A 59-year-old woman was referred to our institution for liver tumors detected on ultrasound. Computed tomography (CT) revealed an enhanced mass in the ascending colon that invaded the abdominal wall and the inferior edge of the liver. The regional lymph nodes (#202, #212, and #221) were distinctly swollen and suspected to be metastatic. There were two metastatic lesions in liver segment 8, and the hilar lymph nodes were also swollen (Fig. 1a, b). Colonoscopy showed a circumferential tumor in the ascending colon, and the scope was unable to pass beyond it (Fig. 2). The tumor marker levels were as follows: carcinoembryonic antigen, 13.7 (upper reference limit, 5.0 ng/dL); carbohydrate antigen 19-9, 2.64 U/mL (upper reference limit, 37.0 IU/mL). Other laboratory data revealed abnormal values of γ-guanosine triphosphate (41 U/L; reference range, 9–32 U/L) and alkaline phosphatase (397 U/L; reference range, 106–322 U/L); levels of all other investigations were within the normal range. Biopsy findings from the primary tumor revealed an adenocarcinoma (tub1 > tub2) and the RAS pattern was mutant. Based on the criteria of the International Union against Cancer Committee (UICC, 8th edition), the diagnosis was ascending colon cancer with multiple liver metastases and the clinical stage was cT4aN1M1a(H), cStage IV.
The patient required curative resection, but as the primary tumor in the colon extended beyond the colonic wall, we decided to administer preoperative chemotherapy before the radical surgery to obtain free radial resection margins. However, as the obstruction was severe, LITB was performed as the initial treatment. LITB was initiated with five ports after confirming the absence of peritoneal dissemination. Subsequently, part of the ileum, 25 cm from the terminal ileum, and the transverse colon were placed together for side-to-side anastomosis. The anastomosis was constructed using linear staplers (Signia Endo-GIA TM, purple 60 mm) after placement of three stay sutures. To prevent peritoneal dissemination and intra-abdominal infection, we covered the stapler device after anastomosis, and the entry hole of the staplers was closed in a hand-sewn fashion using the Albert–Lembert method (Fig. 3).

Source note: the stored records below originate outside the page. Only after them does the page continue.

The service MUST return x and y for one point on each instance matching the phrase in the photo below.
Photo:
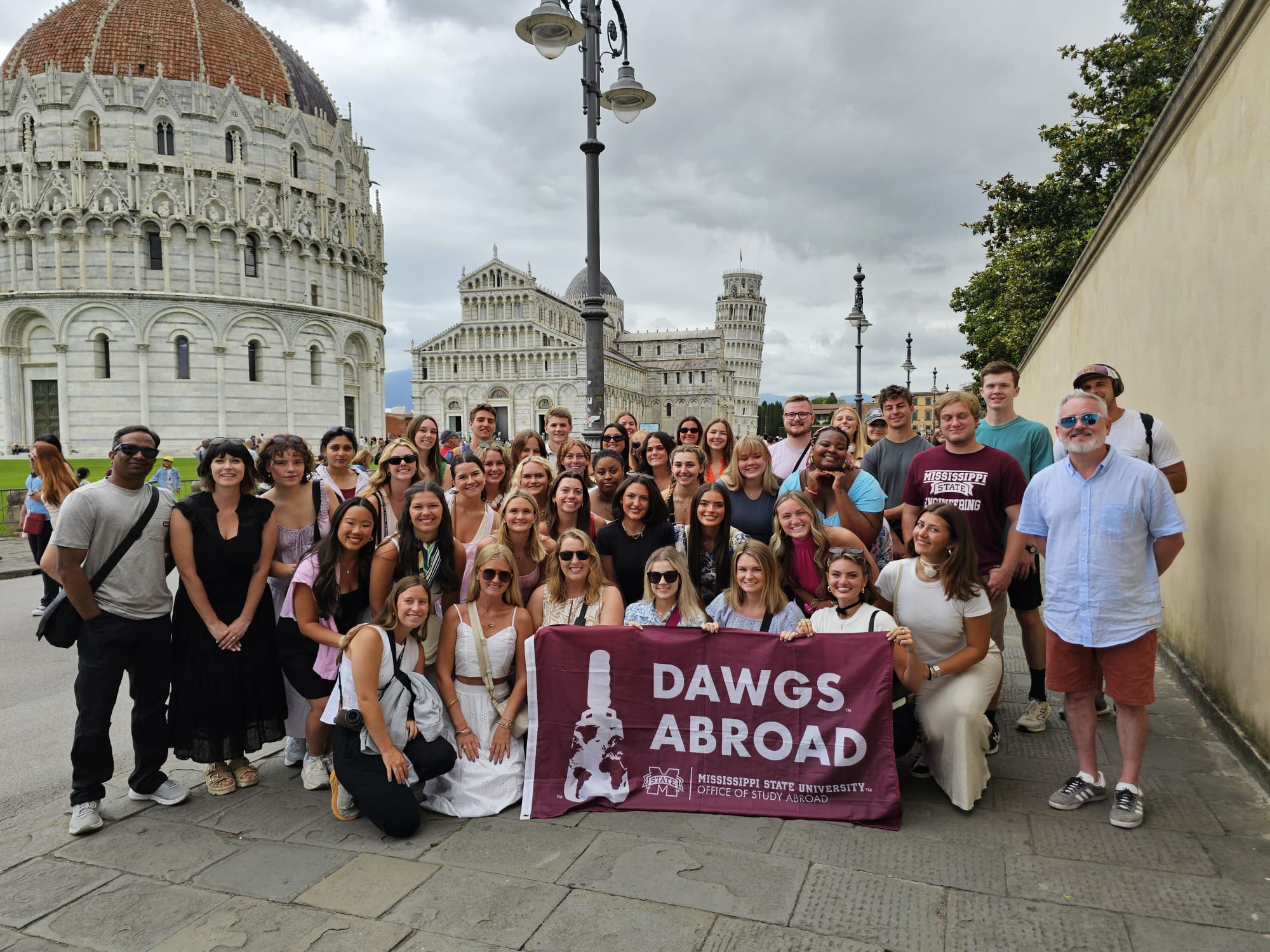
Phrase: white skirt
(478, 788)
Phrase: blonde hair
(382, 477)
(595, 571)
(535, 549)
(774, 598)
(688, 600)
(512, 593)
(732, 478)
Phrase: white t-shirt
(1130, 437)
(938, 623)
(829, 620)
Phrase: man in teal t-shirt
(1031, 445)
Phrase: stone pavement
(270, 869)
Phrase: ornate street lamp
(552, 29)
(858, 321)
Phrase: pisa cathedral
(189, 234)
(521, 348)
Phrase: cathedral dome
(209, 40)
(578, 288)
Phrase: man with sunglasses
(1109, 527)
(126, 626)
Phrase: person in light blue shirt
(1108, 526)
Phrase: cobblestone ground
(270, 869)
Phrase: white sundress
(481, 788)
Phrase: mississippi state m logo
(658, 783)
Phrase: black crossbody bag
(60, 625)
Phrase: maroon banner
(733, 723)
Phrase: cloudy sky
(813, 136)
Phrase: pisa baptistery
(187, 234)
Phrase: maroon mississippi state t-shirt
(981, 484)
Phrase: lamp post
(907, 367)
(862, 324)
(552, 29)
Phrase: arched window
(164, 144)
(101, 357)
(250, 257)
(182, 359)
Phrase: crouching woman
(401, 715)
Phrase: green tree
(1036, 233)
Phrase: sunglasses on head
(1088, 420)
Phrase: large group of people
(377, 619)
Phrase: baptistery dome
(189, 233)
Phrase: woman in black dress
(227, 687)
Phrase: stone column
(222, 418)
(144, 378)
(64, 412)
(289, 365)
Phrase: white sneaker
(295, 753)
(314, 775)
(168, 794)
(86, 818)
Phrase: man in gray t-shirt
(126, 626)
(888, 460)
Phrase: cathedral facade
(189, 234)
(521, 348)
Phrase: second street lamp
(552, 29)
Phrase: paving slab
(731, 882)
(1197, 899)
(40, 887)
(976, 869)
(364, 837)
(592, 921)
(152, 847)
(277, 871)
(514, 849)
(258, 926)
(126, 915)
(740, 832)
(906, 917)
(1145, 849)
(368, 885)
(999, 925)
(744, 936)
(479, 907)
(1168, 936)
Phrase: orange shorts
(1128, 670)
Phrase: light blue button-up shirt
(1102, 586)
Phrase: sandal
(244, 774)
(219, 780)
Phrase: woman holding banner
(852, 586)
(670, 600)
(576, 592)
(754, 600)
(937, 593)
(472, 678)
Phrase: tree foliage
(1036, 233)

The surgical time was 98 min, and the blood loss was 5 mL. The patient was discharged on postoperative day (POD) 18 without complications.
Four weeks after the first surgery, preoperative chemotherapy, capecitabine plus oxaliplatin (CapeOX) + bevacizumab, was administered. Five courses of chemotherapy were administered, although a reduction in capecitabine dose was required due to stomatitis (Common Terminology Criteria for Adverse Events Grade 1). CT after preoperative chemotherapy revealed a shrinkage of the primary tumor and metastatic lesion (Fig. 4a, b), although the tumor marker levels remained unchanged. Six weeks after the preoperative chemotherapy, right hemicolectomy with D3 lymph node dissection and right hepatectomy were performed, based on the diagnosis of ascending colon cancer with multiple liver metastases (ycT4aN1M1, ycStage IV). First, the surgery was performed from the liver part, and when the dissection of the liver was complete, the operation was performed from the colon part. Since a side-to-side anastomosis had been performed in the previous bypass surgery, right hemicolectomy was simply completed by resecting the ileum and transverse colon after complete mesocolic excision. The surgical time for colectomy was 90 min, and the blood loss was 30 mL; the total surgical time was 382 min, and the total blood loss was 530 mL. Temporary chylous ascites appeared after the operation, but improved with observation. The patient was discharged from the hospital on POD 15 without complications.
Pathological findings of the resected specimen confirmed that the ascending colon tumor was a moderately differentiated adenocarcinoma with negative resection margins. The effectiveness of chemotherapy was Grade 1a (Japanese Society for Cancer of the Colon and Rectum, 9th edition). Four lesions in segment 8 of the liver were confirmed as metastatic adenocarcinoma with negative resection margins, and the effectiveness of chemotherapy was Grade 2 (Fig. 5A, B). The final pathological diagnosis was ypT3N0M1a(H1), ypStage IVa. After radical operation, the patient did not receive chemotherapy due to liver dysfunction and ascites. She has been alive for 8 months after the surgery, with no evidence of cancer recurrence.